As it turned out the Hoving chassis was quite thin and fragile. Combined with the decidedly fiddly Revell posable front suspension and novice modeling skills when it came to handling resin parts, the project began to go south pretty quickly. First of all I painted and assembled as I went along, rarely test fitting and giving little thought to the sequence I should follow for clean work and structurally strong results. Soon I was breaking parts, smudging paint and generally messing up bad. The project went into a Revell ’32 Ford Roadster box marked “50’s HiBoy” and sat on a shelf until last month when I thought I would tackle it again.
Over the years I had forgotten how badly things had gone.
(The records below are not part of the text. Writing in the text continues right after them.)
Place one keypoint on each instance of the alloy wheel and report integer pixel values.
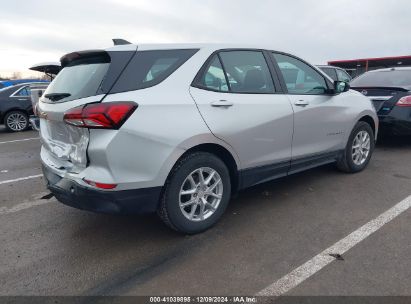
(201, 194)
(361, 148)
(17, 122)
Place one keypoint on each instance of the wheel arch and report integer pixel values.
(221, 152)
(4, 114)
(369, 120)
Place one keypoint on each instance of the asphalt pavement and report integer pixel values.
(47, 248)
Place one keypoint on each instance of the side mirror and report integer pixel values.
(341, 86)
The car had fallen on the floor at one point and the right front horn of the chassis rails had snapped off. I had fiddled with the front suspension so much I had worn off the kingpins on the left side of the front axle. And there were whole areas I had never settled on, like what front locating arms I would use (I have used chrome hairpins from a Revell Deuce 5-window kit – which didn’t exist back then…). I had even attempted to detail the finned heads by giving them a red wash which only succeeded in turning them a lurid chrome pink! Yikes!
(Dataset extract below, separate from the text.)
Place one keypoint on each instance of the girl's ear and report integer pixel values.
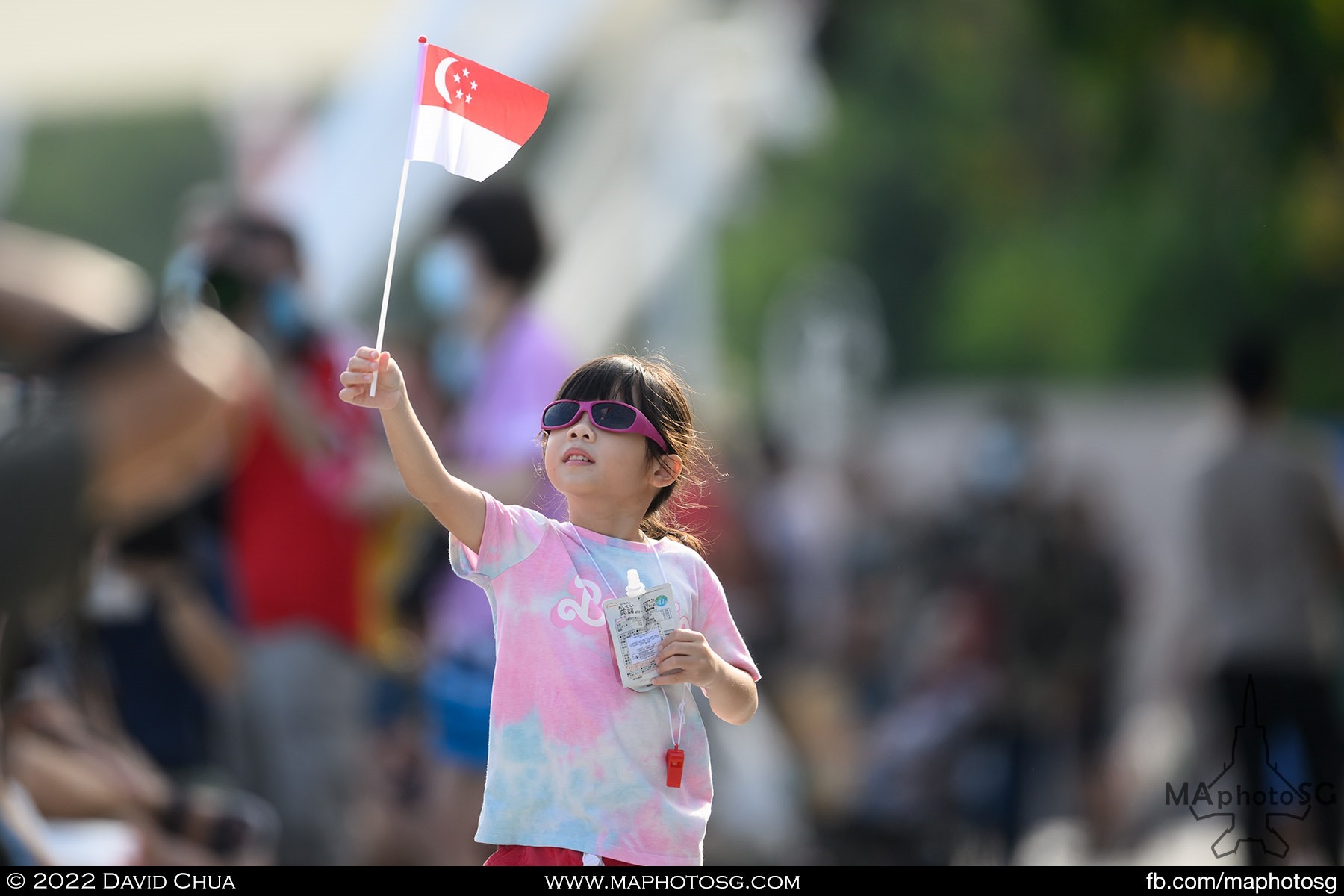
(665, 469)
Fortunately I’ve learned a few things since then. So I started by ditching the resin chassis, only saving the rear suspension and the rear crossmember. I fabricated a new chassis based on Revell Deuce rails. The stance on the original build was horrible, either pan flat or even slightly nose high in some mockups. This time around I did my usual thing of shaving some leaves off the front spring and hogging out the front crossmember in order to lower the front end. This routine is generally good for at least 3+ inches of additional drop and the new chassis has a conservative but handsome big ‘n’ little rake to it. I repaired the left front corner by drilling out the axle end and installing wire kingpins. With new heads, intake manifold and carbs (the originals had long ago been stolen for another build) from a Revell ’40 Ford Street Rod the motor got a thorough freshening up. And finally I was able to do something I had wanted to do originally but simply didn’t know how to do cleanly – chop the windshield, which has about 2 ½ scale inches taken out of it.
The body and chassis were painted Duplicolor Aquamarine Blue five years ago and somehow it has survived intact. To say it is well cured would be an understatement. It polished out nicely. The AMT ’49 Ford steering wheel also survived. The interior was finished in Testors Acryl Guards Red.
Today I doubt that I would rely quite so heavily on aftermarket parts. At the time I might have had a dozen kits in my stash and had very little knowledge about where to find the parts I needed for my builds.
Overall it looks very much like I wanted it to look back then, but with far fewer compromises than I had originally been willing to make.